Hal ini penting karena Pertumbuhan ekonomi kita 52 persen dikontribusi dari konsumsi agregat masyatakat. Seharusnya pemerintah mendukung daya beli pekerja yang sudah tergerus inflasi.

Mungkin saat ini sulit menaikkan upah sesuai GDP dan inflasi, karena kenaikan UM 2022 menggunakan pasal 26 PP 36/2021 dan regulasi ini didukung hakim PTUN. Namun fakta tergerusnya UM 2022 ini seharusnya bisa dievaluasi sehingga kenaikan UM 2023 bisa lebih dari tingkat inflasi.

Untuk kenaikan UM 2023, menurut Timboel, seharusnya Pemerintah mau merevisi rumus kenaikan UM yang ada di pasal 26 PP 36/2021 dengan mengembalikan rumus kenaikan UM sesuai PP 78/2015 tapi berdasarkan PDRB propinsi dan inflasi propinsi.

Kalau di PP 78 kenaikan UM adalah penjumlahan inflasi dan pertumbuhan ekonomi (PE) misalnya inflasi 3 persen dan PE 5 persen maka kenaikan UM nya 3 + 5 = 8 persen. Kalau di PP 36 rumusnya banyak. Menentukan dulu Batas Atas (BA) lalu menentukan Batas Bawah (BB), lalu masukin rumus menentukan kenaikan dgn memilih mana yg lebih besar inflasi atau PE. Kalau PE lebih besar maka pakai PE, kalau inflasi lebih besar pakai inflasi. Jadi memilih, bukan dijumlahkan seperti PP 78.

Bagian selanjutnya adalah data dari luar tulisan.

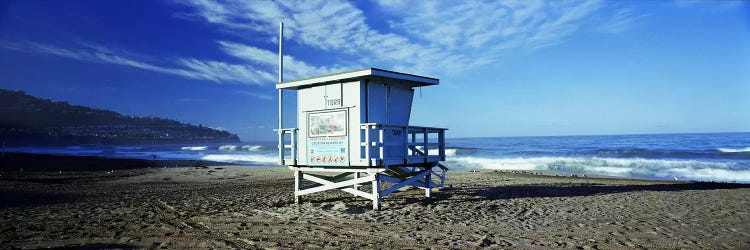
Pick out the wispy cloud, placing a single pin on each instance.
(293, 68)
(424, 36)
(621, 20)
(186, 67)
(261, 96)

Saat ini Pemerintah lagi mengajak Serikat Pekerja/ Serikat Buruh (SP/SB) untuk membahas ulang UU Cipta Kerja sebagai amanat Putusan MK.

Timboel berharap, SP /SB terus mendorong Pemerintah mau merevisi rumus kenaikan UM tersebut, dengan kembali menggunakan rumus di PP 78 tahun 2015. Yang ideal memang mengembalikan kenaikan UM pada mekanisme survey pasar yang dilanjutkan dengan negosiasi Dewan Pengupahan Daerah, tapi bila ini tidak disetujui maka kembalikan pada rumus di PP 78 tahun 2015.

Bantuan Subsidi Upah
Untuk kondisi tergerusnya upah buruh saat ini, yang bisa dilakukan Pemerintah saat ini adalah segerakan realisasi Bantuan Subsidi Upah (BSU) 2022 yang memang sudah dianggarkan sebesar Rp. 8.8 Triliun untuk 8.8 juta pekerja.

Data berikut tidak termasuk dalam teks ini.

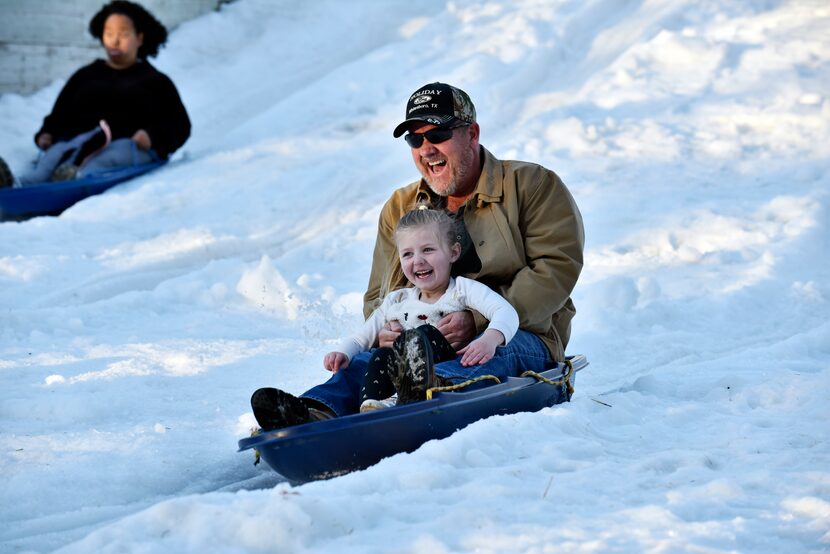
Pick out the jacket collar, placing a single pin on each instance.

Tiomboel Siregar mendesak Menteri Ketenagakerjaan untuk merealisasikan BSU ini.

Selain itu, Timboel Siregar mengusulkan agar BSU 2022 harus menyasar juga pekerja yg belum ikut jaminan sosial ketenagakerjaan. Buka ruang pekerja yang tidak terdaftar di BPJS ketenagakerjaan untuk melapor ke BPJS Ketenagakerjaan dan atau dinas ketenagakerjaan setempat.

Dengan mengikutkan mereka maka Dinas Ketenagakerjaan dan BPJS ketenagakerjaan bisa mendata mereka dan melakukan penegakkan hukum kepada perusahaan yang belum mendaftarkan pekerjanya ke BPJS ketenagakerjaan. Demikian juga BSU 2022 menyasar pekerja migran yang pulang dari luar negeri, serta pekerja ojol.

Tentunya Pemerintah juga tetap menganggarkan BSU 2023 untuk mengantisipasi kondisi global yang kemungkinan belum pulih di tahun depan.

Langkah lainnya yg bisa dilakukan Pemerintah adalah lakukan operasi pasar untuk para pekerja di kawasan2 industri dan lokasi kerja lainnya. Ajak para pengusaha utk mendukung operasi pasar ini dengan anggaran CSR nya.